We acknowledge that there are other variables associated with publication productivity (Aaltojarvi et al. 2008; Abramo and D’Angelo 2010; Burris 2004; Ductor 2015; Keith and Babchuk 1998; Lee and Bozeman 2005; Stack 2004; Toutkoushian et al. 2003; Yair 2008), and admit that our sample is limited—but we nonetheless seek to follow on Collins’ theory of intellectual innovation and suggest that the findings above indicate that the large number of publications by Israeli star scientists had necessarily confronted them with a large number of challenges that required them to increasingly refine their ideas and publish more papers. By virtue of those academic struggles they turned their initial quantitative advantage into a growing gap of productivity—eventually becoming the rare beacons of excellence who merit national and international prizes. It is not that the rich become richer, as suggested by Merton, but rather that productive scientists grow ever more productive.

Secondly, the findings reported above raise doubts about productivity norms amongst the rank and file of academia.
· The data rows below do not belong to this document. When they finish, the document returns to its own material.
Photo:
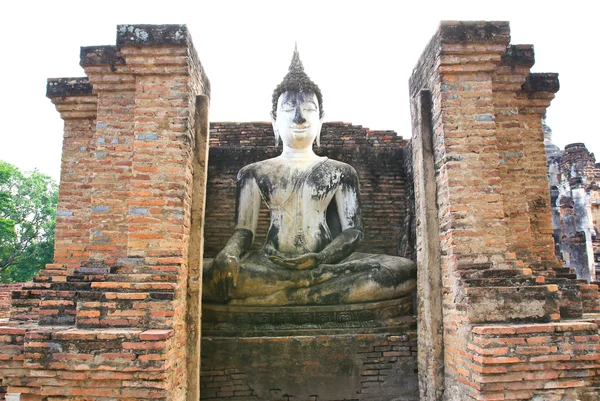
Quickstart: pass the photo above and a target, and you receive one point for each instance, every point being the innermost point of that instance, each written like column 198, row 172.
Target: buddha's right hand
column 224, row 277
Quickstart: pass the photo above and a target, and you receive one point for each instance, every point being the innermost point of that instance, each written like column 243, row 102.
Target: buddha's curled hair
column 296, row 80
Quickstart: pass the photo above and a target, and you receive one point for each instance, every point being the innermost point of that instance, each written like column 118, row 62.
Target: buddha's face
column 297, row 121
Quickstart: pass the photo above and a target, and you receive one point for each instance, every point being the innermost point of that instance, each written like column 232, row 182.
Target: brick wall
column 351, row 367
column 108, row 318
column 5, row 298
column 376, row 156
column 492, row 202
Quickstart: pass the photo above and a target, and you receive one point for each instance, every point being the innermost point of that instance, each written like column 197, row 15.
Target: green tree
column 27, row 221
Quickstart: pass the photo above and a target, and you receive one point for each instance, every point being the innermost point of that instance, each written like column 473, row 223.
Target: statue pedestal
column 323, row 353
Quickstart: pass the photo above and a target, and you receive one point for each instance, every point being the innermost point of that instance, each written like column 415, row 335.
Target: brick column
column 507, row 81
column 115, row 87
column 76, row 104
column 119, row 291
column 535, row 97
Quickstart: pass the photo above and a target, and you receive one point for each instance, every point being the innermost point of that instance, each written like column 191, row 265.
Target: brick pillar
column 77, row 105
column 535, row 97
column 507, row 82
column 112, row 313
column 472, row 84
column 115, row 86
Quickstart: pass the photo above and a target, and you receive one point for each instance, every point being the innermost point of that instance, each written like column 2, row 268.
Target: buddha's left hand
column 303, row 262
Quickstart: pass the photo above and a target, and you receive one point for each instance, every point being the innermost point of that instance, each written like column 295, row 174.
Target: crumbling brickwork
column 477, row 112
column 575, row 195
column 5, row 298
column 107, row 319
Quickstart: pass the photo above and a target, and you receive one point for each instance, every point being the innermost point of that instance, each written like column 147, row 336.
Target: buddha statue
column 309, row 255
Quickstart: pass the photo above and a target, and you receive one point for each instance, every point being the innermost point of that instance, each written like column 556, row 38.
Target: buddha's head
column 297, row 112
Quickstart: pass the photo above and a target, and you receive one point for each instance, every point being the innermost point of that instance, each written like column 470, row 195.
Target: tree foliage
column 27, row 221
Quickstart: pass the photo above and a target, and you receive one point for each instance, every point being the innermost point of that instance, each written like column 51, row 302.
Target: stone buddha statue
column 309, row 255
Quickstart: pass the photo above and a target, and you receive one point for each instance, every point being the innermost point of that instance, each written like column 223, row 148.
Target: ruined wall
column 108, row 318
column 575, row 196
column 376, row 156
column 477, row 134
column 5, row 298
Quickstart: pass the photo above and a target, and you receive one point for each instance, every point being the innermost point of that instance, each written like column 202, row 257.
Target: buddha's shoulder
column 341, row 167
column 256, row 169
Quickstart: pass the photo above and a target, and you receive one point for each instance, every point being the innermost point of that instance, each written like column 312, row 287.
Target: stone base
column 390, row 317
column 347, row 367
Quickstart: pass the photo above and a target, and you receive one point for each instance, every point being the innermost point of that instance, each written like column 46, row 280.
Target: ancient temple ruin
column 118, row 315
column 573, row 176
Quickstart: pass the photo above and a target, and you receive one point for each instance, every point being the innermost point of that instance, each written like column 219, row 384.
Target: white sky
column 361, row 54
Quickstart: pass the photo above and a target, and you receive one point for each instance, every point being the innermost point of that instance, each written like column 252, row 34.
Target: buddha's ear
column 321, row 119
column 275, row 131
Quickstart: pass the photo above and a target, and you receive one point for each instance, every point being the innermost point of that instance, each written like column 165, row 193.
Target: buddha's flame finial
column 296, row 80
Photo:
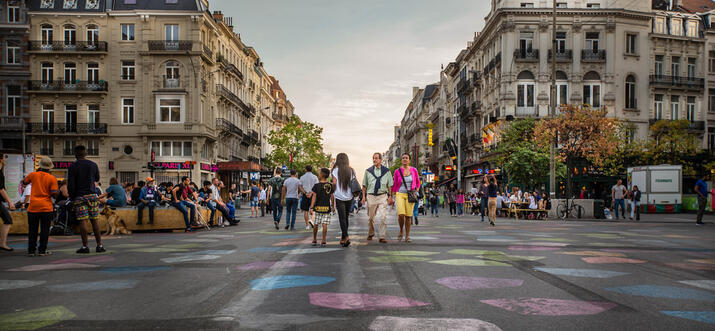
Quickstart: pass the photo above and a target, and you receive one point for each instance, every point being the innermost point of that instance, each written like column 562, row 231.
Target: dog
column 114, row 222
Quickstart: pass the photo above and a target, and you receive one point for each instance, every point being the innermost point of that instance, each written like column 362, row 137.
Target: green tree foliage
column 301, row 139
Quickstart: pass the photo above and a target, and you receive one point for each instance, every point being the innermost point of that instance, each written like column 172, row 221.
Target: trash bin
column 598, row 206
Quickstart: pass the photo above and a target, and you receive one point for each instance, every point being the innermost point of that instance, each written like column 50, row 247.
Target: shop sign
column 209, row 167
column 172, row 165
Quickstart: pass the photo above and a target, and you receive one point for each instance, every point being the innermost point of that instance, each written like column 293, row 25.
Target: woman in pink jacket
column 400, row 189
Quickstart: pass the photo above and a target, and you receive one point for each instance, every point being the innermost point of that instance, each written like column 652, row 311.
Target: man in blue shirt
column 701, row 189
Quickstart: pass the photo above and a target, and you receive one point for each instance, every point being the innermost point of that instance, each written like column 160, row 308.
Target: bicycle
column 564, row 210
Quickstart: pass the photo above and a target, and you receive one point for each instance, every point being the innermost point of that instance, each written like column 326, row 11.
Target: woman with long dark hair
column 342, row 174
column 4, row 213
column 411, row 182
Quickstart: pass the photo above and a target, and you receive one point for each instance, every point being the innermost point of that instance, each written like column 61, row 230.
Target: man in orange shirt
column 39, row 213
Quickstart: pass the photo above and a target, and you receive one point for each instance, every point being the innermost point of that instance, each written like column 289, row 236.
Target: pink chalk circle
column 533, row 248
column 550, row 307
column 364, row 302
column 609, row 259
column 471, row 283
column 93, row 259
column 271, row 265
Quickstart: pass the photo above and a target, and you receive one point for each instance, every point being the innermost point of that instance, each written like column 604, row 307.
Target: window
column 675, row 66
column 70, row 35
column 658, row 107
column 171, row 148
column 692, row 66
column 692, row 29
column 631, row 42
column 691, row 109
column 13, row 55
column 127, row 111
column 659, row 71
column 674, row 107
column 46, row 35
column 127, row 31
column 93, row 73
column 592, row 89
column 14, row 101
column 70, row 73
column 169, row 110
column 676, row 26
column 13, row 11
column 659, row 26
column 592, row 41
column 47, row 72
column 70, row 118
column 631, row 100
column 127, row 70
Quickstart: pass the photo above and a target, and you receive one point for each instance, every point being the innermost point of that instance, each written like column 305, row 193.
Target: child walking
column 320, row 205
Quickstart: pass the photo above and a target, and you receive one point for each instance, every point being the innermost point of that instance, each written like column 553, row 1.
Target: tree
column 296, row 145
column 580, row 133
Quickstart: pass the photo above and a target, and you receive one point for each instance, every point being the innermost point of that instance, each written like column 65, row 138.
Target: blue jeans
column 291, row 209
column 622, row 203
column 277, row 209
column 182, row 206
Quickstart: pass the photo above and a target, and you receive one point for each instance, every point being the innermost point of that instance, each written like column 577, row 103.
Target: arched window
column 592, row 89
column 525, row 94
column 631, row 100
column 70, row 35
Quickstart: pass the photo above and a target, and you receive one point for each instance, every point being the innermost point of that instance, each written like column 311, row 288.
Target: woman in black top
column 492, row 189
column 4, row 213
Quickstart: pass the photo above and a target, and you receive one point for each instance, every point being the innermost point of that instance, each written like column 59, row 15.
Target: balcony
column 37, row 46
column 593, row 55
column 8, row 123
column 690, row 83
column 526, row 55
column 170, row 45
column 564, row 55
column 526, row 111
column 172, row 82
column 67, row 128
column 61, row 86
Specifically, many Israeli scientists assume that productivity norms are equal and—since budgets are allocated based on productivity—that everyone contributes equally to institutional budgets. Since equality is a major value in Israel, institutions rarely celebrate hierarchies of honor, nor do they glorify star scientists. Hence, faculty members feel that their productivity levels are relatively equal. Furthermore, lack of transparency prevents them from knowing how productive—or nonproductive—their colleagues are. The findings presented above contradict the common ‘egalitarian’ assumption by exposing the non-linear rarity of excellence. Hence, the contradiction between the law of limited excellence and the culture of egalitarianism challenges decision-makers to raise questions about transparency of publication productivity. Indeed, egalitarianism and lack of transparency allow many researchers to feel comfortable in Israeli academia, but it appears that this comfortable fraternity hides the real differences which separate scientists—even at the very top.

Finally, the law of limited excellence has significant implications for funding and pay policies too. The Ministry of Finance and the Planning and Budgeting Committee (PBC) allocate funding using a competitive scheme, with budgets provided in direct ratio to the number of papers published by faculty members (and to the sum grants they win, as well as the number of students in various degrees). Nevertheless, Israeli universities—under pressure of their faculty—adopt an egalitarian pay policy for all scientists, based on rank only. Hence, while the government utilizes a rule of limited excellence on an institutional level, the institutions block this policy by their internal practices. The law of limited excellence—and the empirical results supporting it—might provide scaffolds for new discussions of extant funding practices—raising questions about merit pay and meritocracy more generally (Yair 2007).